Tapi aku tidak baik dalam mengakhiri.”
“Dan
kau memiliki masalah dengan kata ‘mengakhiri’ itu, kan?”
“Bisa
dibilang demikian.”
Ah,
rasanya nyaman apabila masing-masing sudah bisa menebak. Walaupun, tidak
terlalu spesifik. Karena masing-masing diri memiliki kebutuhan untuk memendam
dan bersembunyi.
Larasati,
nama yang indah itu sepertinya tergores oleh masalah tiada ujung. Seorang
sepertinya tidak akan lupa akan masalah kecil sekalipun. Terutama bila masalah
tersebut membuat namanya tercoreng di mata-mata sinis para ‘pendengar’.
“Cinta
agaknya sudah membutakan. Kesalahpahaman agaknya sudah membungkam
pemberontakan.”
Laras
menatap kosong sepatu kelabu kusamnya. Menyandu kata-kata sehingga yang ia
ungkapkan tak dipahami siapapun yang mendengarnya. “Laras, istighfar. Kau boleh
saja senantiasa mengungkapkan kata-kata tersebut. Tapi kau telah tenggelam
terlalu dalam.”
Kemudian
sayup-sayup kumandang adzan Ashar. “Laras, ikuti aku ke Masjid sekarang,”

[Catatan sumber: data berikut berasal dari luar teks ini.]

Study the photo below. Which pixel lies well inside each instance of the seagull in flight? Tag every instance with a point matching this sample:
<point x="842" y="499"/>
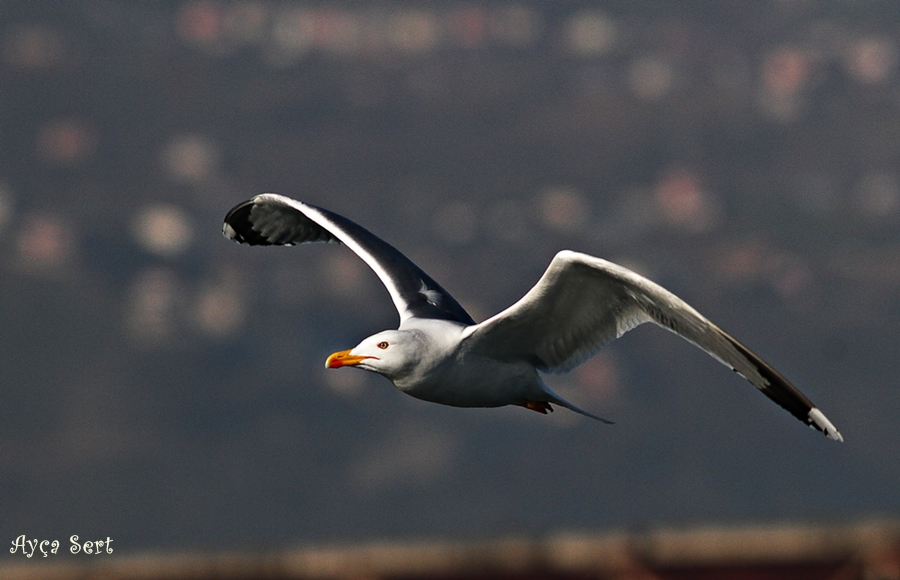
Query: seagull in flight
<point x="440" y="354"/>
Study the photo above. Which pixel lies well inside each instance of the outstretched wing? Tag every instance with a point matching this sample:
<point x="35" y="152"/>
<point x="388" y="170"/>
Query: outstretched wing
<point x="581" y="303"/>
<point x="271" y="219"/>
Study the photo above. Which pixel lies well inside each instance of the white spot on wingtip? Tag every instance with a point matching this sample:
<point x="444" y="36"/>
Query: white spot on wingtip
<point x="818" y="420"/>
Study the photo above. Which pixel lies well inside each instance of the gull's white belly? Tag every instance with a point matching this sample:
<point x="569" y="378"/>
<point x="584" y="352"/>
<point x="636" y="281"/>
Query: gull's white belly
<point x="475" y="382"/>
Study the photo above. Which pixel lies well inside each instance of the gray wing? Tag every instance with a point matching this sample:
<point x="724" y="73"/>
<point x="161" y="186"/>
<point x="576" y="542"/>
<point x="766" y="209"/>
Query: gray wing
<point x="271" y="219"/>
<point x="581" y="303"/>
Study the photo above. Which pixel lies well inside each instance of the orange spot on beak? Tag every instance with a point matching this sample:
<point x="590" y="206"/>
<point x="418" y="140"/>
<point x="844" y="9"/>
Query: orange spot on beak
<point x="344" y="359"/>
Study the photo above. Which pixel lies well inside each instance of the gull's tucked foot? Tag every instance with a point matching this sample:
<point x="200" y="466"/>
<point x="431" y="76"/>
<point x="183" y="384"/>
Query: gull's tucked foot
<point x="539" y="406"/>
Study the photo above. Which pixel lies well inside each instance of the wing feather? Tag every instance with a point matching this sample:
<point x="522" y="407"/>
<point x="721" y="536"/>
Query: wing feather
<point x="581" y="303"/>
<point x="271" y="219"/>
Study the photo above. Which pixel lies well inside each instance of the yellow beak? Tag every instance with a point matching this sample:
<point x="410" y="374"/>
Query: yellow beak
<point x="344" y="359"/>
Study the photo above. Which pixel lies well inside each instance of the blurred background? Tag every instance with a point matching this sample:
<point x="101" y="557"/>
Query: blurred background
<point x="165" y="387"/>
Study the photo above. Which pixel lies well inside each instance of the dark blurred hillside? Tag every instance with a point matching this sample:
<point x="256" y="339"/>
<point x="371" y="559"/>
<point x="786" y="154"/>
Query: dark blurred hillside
<point x="164" y="387"/>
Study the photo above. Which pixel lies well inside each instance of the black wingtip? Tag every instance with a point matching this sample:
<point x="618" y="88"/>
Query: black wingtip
<point x="237" y="225"/>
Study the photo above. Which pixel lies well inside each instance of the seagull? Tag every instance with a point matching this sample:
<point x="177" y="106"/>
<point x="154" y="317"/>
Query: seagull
<point x="440" y="354"/>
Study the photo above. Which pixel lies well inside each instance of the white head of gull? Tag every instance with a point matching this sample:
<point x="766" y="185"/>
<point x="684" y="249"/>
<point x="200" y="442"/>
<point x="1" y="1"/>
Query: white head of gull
<point x="440" y="354"/>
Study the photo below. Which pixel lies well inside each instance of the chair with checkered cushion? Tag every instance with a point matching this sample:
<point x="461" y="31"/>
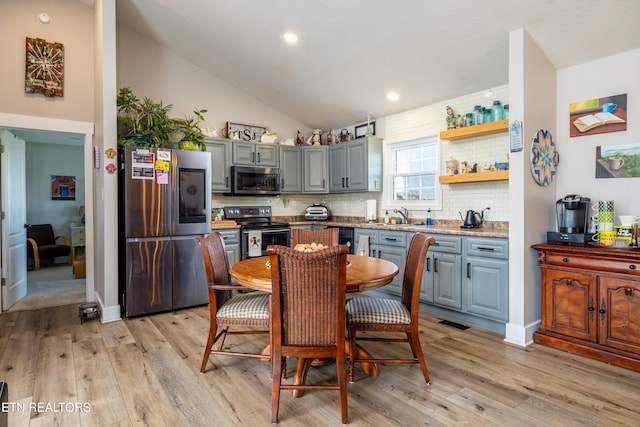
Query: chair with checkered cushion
<point x="227" y="306"/>
<point x="382" y="315"/>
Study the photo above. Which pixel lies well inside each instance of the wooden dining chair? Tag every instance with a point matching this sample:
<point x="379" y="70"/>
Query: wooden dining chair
<point x="391" y="316"/>
<point x="227" y="306"/>
<point x="328" y="236"/>
<point x="308" y="316"/>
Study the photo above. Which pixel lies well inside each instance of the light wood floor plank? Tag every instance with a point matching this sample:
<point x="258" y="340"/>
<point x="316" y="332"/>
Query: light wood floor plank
<point x="55" y="383"/>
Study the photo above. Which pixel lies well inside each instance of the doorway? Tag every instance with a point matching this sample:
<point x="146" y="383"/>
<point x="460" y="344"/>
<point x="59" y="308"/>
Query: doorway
<point x="52" y="129"/>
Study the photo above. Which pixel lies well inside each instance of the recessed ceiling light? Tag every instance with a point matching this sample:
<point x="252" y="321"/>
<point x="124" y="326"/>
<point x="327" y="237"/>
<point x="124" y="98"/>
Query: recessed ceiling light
<point x="290" y="38"/>
<point x="43" y="18"/>
<point x="393" y="96"/>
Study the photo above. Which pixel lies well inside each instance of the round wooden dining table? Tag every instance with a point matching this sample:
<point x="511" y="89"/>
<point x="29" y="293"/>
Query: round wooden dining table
<point x="363" y="274"/>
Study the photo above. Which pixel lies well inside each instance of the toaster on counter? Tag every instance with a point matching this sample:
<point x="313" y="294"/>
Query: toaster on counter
<point x="316" y="212"/>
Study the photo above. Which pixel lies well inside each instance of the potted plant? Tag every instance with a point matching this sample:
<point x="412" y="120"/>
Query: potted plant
<point x="143" y="122"/>
<point x="189" y="131"/>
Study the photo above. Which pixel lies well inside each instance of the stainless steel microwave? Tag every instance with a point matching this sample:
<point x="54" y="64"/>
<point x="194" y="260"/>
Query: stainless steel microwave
<point x="254" y="181"/>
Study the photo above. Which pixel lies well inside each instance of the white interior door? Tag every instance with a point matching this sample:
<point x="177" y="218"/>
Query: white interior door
<point x="14" y="236"/>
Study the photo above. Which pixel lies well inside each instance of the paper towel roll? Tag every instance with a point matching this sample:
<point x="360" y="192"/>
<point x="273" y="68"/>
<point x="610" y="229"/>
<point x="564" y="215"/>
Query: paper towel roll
<point x="371" y="210"/>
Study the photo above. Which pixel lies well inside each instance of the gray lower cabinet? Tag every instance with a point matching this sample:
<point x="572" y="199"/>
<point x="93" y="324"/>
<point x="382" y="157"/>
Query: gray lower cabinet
<point x="486" y="277"/>
<point x="290" y="169"/>
<point x="389" y="245"/>
<point x="316" y="169"/>
<point x="231" y="237"/>
<point x="254" y="154"/>
<point x="220" y="150"/>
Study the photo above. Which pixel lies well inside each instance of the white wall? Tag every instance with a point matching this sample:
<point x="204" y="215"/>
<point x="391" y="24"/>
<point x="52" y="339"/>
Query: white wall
<point x="44" y="160"/>
<point x="613" y="75"/>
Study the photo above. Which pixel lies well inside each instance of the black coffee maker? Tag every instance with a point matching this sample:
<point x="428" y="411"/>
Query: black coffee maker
<point x="572" y="216"/>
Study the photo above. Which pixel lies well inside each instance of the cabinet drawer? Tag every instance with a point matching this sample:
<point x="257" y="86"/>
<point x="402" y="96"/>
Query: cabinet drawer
<point x="446" y="244"/>
<point x="487" y="248"/>
<point x="393" y="238"/>
<point x="590" y="263"/>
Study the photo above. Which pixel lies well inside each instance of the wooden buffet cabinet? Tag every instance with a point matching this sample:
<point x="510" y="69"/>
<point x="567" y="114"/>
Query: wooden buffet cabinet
<point x="591" y="302"/>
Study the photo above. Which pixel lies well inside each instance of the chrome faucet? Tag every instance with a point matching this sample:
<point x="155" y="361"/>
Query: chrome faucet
<point x="404" y="213"/>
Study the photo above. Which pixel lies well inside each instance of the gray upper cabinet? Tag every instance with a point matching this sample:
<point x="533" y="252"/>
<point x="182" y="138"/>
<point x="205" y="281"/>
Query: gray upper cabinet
<point x="290" y="169"/>
<point x="252" y="154"/>
<point x="316" y="169"/>
<point x="356" y="165"/>
<point x="220" y="150"/>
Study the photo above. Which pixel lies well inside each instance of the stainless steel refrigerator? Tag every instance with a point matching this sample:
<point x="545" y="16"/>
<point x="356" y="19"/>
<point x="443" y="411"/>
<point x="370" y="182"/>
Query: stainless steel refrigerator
<point x="165" y="201"/>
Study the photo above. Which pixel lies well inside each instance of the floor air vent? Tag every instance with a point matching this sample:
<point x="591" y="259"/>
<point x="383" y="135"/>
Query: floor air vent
<point x="454" y="324"/>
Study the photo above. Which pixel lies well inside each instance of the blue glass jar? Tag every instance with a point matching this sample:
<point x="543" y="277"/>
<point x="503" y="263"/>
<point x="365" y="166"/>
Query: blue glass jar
<point x="478" y="116"/>
<point x="496" y="111"/>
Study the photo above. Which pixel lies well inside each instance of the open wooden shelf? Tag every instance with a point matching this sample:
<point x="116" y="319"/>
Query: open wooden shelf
<point x="477" y="130"/>
<point x="474" y="177"/>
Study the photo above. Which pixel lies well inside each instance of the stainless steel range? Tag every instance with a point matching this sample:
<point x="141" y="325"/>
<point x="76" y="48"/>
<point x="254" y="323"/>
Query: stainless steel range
<point x="256" y="229"/>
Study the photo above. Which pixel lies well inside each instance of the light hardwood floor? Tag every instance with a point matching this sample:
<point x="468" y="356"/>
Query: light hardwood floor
<point x="145" y="371"/>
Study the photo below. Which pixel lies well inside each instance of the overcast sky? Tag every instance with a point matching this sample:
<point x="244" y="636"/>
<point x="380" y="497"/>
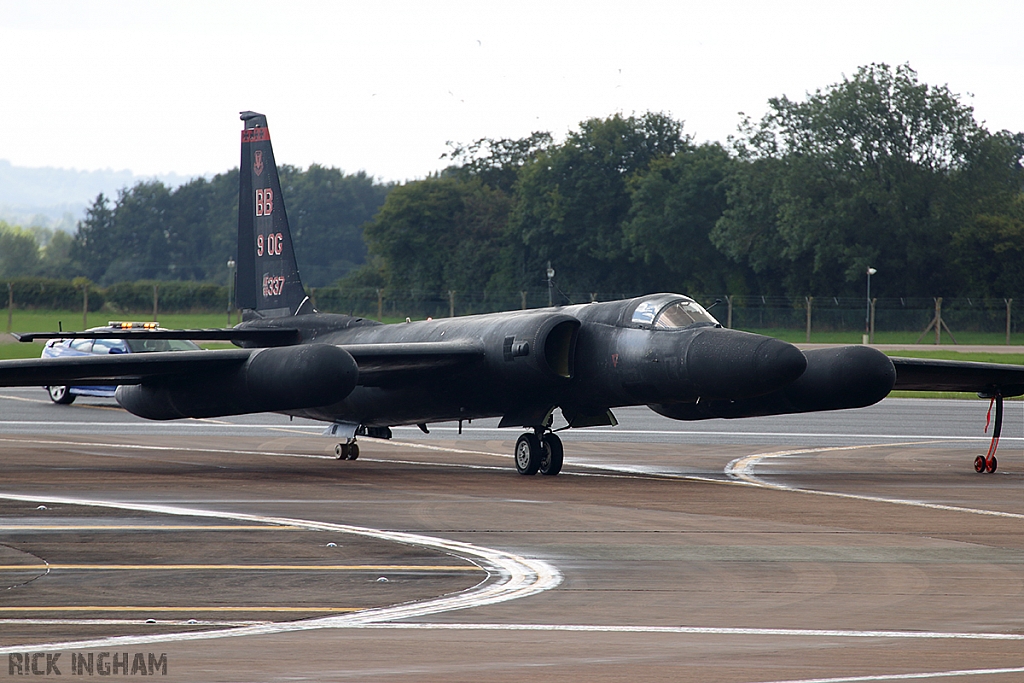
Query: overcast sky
<point x="156" y="87"/>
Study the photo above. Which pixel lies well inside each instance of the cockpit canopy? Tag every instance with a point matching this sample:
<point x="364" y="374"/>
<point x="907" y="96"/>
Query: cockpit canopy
<point x="671" y="312"/>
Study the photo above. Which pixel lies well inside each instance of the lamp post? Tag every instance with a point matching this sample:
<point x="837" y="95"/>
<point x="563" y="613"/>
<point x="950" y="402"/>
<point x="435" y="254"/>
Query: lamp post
<point x="867" y="310"/>
<point x="551" y="273"/>
<point x="230" y="288"/>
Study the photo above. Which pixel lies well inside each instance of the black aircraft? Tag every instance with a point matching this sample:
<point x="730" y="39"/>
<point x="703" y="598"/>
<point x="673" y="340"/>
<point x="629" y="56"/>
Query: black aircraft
<point x="662" y="350"/>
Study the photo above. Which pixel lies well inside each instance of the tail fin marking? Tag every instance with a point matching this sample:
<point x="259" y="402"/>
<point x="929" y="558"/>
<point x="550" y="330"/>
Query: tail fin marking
<point x="268" y="284"/>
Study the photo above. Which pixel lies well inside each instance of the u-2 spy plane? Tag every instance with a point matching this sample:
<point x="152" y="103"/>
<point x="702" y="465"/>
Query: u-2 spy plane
<point x="662" y="350"/>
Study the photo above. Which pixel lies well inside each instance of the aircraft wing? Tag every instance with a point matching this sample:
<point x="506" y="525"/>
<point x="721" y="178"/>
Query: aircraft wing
<point x="378" y="364"/>
<point x="260" y="336"/>
<point x="117" y="368"/>
<point x="388" y="363"/>
<point x="932" y="375"/>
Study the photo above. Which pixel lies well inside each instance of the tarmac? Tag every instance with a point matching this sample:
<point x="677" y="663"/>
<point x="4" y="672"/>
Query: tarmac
<point x="828" y="552"/>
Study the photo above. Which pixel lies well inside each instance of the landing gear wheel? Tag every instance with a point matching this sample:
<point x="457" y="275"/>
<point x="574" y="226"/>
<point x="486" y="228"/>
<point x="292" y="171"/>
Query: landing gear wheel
<point x="528" y="454"/>
<point x="347" y="451"/>
<point x="551" y="461"/>
<point x="60" y="395"/>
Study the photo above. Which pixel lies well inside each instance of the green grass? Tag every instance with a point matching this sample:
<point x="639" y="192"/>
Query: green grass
<point x="967" y="338"/>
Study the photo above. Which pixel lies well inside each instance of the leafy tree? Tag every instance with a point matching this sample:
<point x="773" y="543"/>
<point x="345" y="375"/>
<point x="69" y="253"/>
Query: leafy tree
<point x="18" y="251"/>
<point x="496" y="163"/>
<point x="438" y="235"/>
<point x="989" y="251"/>
<point x="876" y="170"/>
<point x="573" y="199"/>
<point x="674" y="208"/>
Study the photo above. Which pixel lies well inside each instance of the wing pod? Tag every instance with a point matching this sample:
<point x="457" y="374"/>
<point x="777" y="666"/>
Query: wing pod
<point x="835" y="379"/>
<point x="272" y="379"/>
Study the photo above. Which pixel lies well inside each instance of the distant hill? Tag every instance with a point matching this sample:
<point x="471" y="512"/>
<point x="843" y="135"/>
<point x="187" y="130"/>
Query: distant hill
<point x="57" y="197"/>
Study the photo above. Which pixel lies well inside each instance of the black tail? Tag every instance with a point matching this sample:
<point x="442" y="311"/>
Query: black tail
<point x="267" y="284"/>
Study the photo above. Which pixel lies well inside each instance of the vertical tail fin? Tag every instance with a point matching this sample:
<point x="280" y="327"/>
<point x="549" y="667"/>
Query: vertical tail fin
<point x="268" y="284"/>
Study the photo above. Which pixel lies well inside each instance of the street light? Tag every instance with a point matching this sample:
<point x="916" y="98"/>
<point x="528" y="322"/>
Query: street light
<point x="230" y="287"/>
<point x="551" y="273"/>
<point x="867" y="311"/>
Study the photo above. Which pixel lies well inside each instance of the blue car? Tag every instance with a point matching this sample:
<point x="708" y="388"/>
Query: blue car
<point x="66" y="347"/>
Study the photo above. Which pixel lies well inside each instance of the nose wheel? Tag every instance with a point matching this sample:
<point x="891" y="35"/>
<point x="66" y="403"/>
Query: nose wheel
<point x="347" y="451"/>
<point x="539" y="454"/>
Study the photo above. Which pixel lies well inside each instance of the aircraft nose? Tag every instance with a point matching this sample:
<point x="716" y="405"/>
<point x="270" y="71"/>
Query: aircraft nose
<point x="727" y="364"/>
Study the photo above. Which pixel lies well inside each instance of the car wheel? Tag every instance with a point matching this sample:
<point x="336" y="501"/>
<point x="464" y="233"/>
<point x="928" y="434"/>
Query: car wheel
<point x="60" y="395"/>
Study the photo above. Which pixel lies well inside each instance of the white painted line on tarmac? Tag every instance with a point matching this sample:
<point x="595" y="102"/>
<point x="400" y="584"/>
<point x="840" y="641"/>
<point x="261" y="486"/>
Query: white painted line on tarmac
<point x="907" y="677"/>
<point x="137" y="446"/>
<point x="122" y="622"/>
<point x="714" y="631"/>
<point x="510" y="577"/>
<point x="741" y="469"/>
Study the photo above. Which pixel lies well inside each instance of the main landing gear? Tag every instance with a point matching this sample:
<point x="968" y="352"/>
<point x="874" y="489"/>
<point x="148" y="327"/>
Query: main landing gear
<point x="347" y="451"/>
<point x="988" y="463"/>
<point x="539" y="452"/>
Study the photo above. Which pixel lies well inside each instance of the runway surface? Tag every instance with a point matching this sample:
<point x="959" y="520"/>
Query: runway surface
<point x="854" y="546"/>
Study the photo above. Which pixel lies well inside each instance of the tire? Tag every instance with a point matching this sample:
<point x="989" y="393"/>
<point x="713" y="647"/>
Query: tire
<point x="527" y="454"/>
<point x="551" y="461"/>
<point x="60" y="395"/>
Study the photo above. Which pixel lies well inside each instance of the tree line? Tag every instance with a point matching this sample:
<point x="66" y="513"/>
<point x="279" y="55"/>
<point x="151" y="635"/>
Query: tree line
<point x="155" y="232"/>
<point x="877" y="170"/>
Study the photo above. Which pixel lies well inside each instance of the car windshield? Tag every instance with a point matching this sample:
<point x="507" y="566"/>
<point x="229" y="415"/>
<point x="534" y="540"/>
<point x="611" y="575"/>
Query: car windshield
<point x="683" y="314"/>
<point x="144" y="345"/>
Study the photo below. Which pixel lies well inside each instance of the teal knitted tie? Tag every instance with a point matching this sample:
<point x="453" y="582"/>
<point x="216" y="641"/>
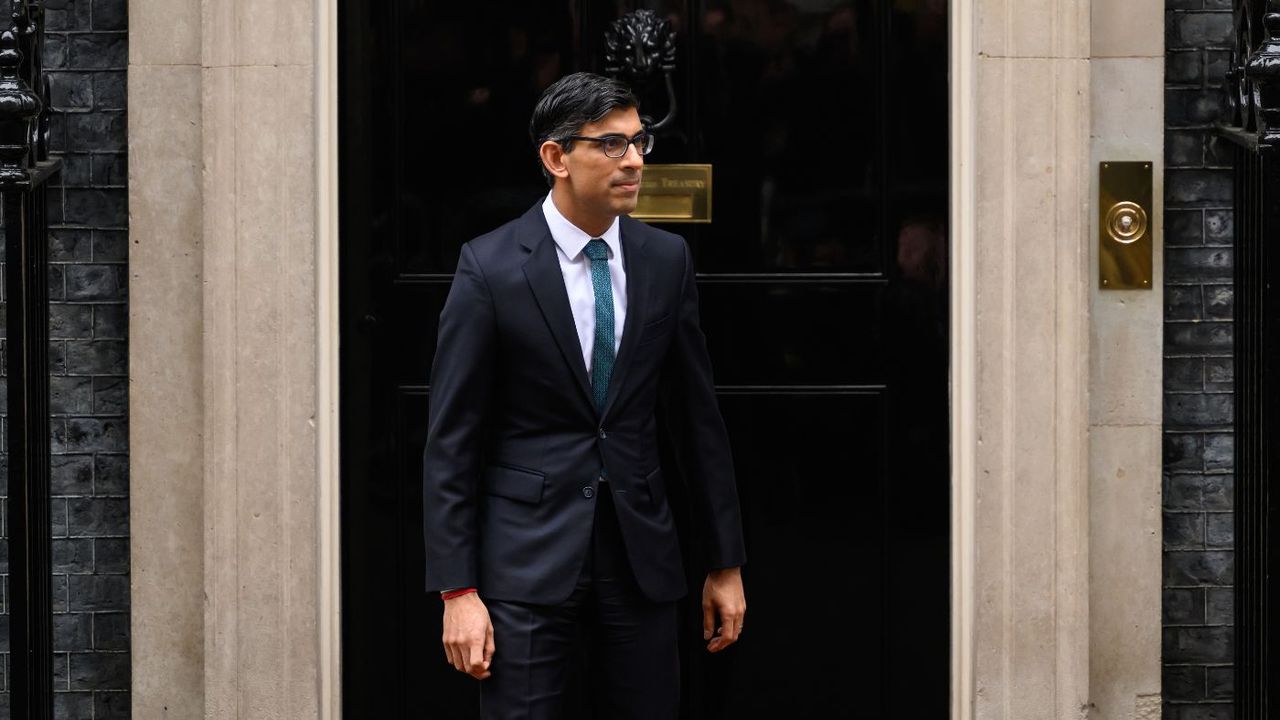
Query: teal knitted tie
<point x="602" y="350"/>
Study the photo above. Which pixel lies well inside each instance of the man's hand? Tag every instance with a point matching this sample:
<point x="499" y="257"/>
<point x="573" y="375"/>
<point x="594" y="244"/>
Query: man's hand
<point x="723" y="596"/>
<point x="469" y="636"/>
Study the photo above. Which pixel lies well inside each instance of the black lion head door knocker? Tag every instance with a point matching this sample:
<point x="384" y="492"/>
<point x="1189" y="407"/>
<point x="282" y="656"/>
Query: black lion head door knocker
<point x="636" y="48"/>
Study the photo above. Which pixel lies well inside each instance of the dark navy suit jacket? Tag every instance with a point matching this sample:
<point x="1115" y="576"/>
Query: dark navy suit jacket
<point x="515" y="443"/>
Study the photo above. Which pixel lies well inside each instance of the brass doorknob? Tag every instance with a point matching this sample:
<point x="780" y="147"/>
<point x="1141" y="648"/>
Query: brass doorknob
<point x="1125" y="222"/>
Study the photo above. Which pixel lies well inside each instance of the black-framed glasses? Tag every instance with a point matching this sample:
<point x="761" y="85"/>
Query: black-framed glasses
<point x="616" y="145"/>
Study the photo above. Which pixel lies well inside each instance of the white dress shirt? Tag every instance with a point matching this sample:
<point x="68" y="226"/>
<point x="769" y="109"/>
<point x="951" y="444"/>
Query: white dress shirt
<point x="576" y="268"/>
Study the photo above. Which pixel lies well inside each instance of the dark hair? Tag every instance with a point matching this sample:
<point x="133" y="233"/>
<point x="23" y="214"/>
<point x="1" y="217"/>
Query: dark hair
<point x="571" y="103"/>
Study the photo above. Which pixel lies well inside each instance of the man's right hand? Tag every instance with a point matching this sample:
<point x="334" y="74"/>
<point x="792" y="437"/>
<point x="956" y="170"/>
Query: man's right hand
<point x="469" y="636"/>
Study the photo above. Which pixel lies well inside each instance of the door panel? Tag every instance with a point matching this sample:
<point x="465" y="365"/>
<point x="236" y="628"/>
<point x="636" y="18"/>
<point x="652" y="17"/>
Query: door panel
<point x="823" y="286"/>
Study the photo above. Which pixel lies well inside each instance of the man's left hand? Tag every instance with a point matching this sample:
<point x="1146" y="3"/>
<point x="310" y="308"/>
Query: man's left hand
<point x="723" y="597"/>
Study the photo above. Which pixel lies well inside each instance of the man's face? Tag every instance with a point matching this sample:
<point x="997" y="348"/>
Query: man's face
<point x="598" y="183"/>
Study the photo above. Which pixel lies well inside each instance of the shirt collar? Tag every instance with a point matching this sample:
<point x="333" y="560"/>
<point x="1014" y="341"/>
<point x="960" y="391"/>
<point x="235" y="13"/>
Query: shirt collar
<point x="571" y="238"/>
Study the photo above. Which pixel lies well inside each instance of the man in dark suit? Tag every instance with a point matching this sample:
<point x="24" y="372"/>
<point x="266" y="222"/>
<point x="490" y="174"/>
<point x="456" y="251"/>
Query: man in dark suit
<point x="565" y="333"/>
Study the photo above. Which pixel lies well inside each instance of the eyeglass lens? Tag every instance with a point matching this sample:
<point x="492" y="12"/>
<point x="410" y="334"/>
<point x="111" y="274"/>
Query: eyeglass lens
<point x="616" y="146"/>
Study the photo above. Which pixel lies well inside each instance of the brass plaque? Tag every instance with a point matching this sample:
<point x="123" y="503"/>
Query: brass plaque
<point x="1124" y="226"/>
<point x="675" y="194"/>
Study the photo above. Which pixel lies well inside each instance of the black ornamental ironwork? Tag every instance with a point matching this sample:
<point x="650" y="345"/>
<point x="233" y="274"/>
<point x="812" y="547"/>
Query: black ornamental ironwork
<point x="26" y="174"/>
<point x="1252" y="126"/>
<point x="638" y="48"/>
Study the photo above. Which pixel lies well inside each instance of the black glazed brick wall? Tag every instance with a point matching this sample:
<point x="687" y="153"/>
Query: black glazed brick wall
<point x="1198" y="563"/>
<point x="86" y="59"/>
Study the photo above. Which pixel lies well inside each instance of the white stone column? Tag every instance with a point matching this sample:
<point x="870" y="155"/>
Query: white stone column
<point x="1127" y="369"/>
<point x="1023" y="531"/>
<point x="261" y="550"/>
<point x="165" y="360"/>
<point x="227" y="496"/>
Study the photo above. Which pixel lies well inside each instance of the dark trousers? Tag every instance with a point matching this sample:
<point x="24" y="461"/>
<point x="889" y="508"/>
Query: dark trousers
<point x="635" y="665"/>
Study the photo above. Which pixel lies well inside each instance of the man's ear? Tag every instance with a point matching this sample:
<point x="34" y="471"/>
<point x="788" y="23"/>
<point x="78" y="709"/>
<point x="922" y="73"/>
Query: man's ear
<point x="553" y="159"/>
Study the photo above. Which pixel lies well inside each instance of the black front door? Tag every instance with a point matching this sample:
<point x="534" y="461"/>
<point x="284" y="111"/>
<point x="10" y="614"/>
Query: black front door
<point x="823" y="283"/>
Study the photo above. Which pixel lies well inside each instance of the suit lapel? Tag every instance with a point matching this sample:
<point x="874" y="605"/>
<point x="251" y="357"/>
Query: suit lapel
<point x="635" y="261"/>
<point x="547" y="281"/>
<point x="542" y="270"/>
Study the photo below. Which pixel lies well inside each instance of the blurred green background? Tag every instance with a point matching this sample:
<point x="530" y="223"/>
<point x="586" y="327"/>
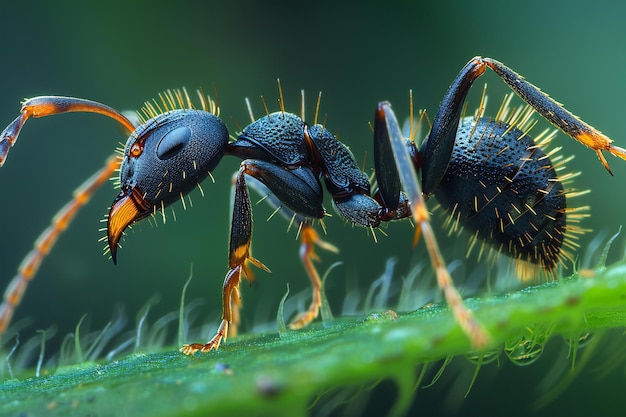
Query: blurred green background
<point x="356" y="53"/>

Syabia meraih tangan Laras yang layu.
***
“Apakah
kau berkenan menceritakan masalahmu?”
Kalimat
itu memecah suasana sepi pada shaf wanita, setelah satu jam usai adzan Ashar
berkumandang. Sudah beberapa lembar kalamullah dibaca merdu oleh dua gadis itu.
Saling bersahutan, mengagungkan Maha Pendengar. Air wudhu yang kering
tergantikan air mata di ujung mata. Haru. Sedih mengingat dosa pula.
Laras
tampak lebih tenang, walaupun masih kelu lisannya untuk berbicara saat itu. Dia
masih diam seribu bahasa. Hingga akhirnya, ia kembali memulai dengan jawaban.
“Sepertinya, iya. Namun aku tak bisa mengungkapkannya sedetail yang aslinya.
Hanya sebatas garis besar.”
“Kalau
demikian, kau berkenan menceritakan masalah yang berat di punggungmu itu?”

“Sekarang,
apa kau merasa lebih baik sebelumnya?”
“Kurasa
demikian. Ngomong-ngomong, aku ada urusan diluar. Aku harus pergi sekarang.”
“Boleh
minta kontakmu?”
“Tentu
saja.”
***
Laras
dan Syabia menjalin hubungan persahabatan mereka dengan baik dalam waktu yang
cukup singkat. Perlahan, perasaan galau Laras mulai hilang seiring pertemuannya
dengan Syabia. Hari-hari Laras kini diisi dengan keceriaannya bersama Syabia.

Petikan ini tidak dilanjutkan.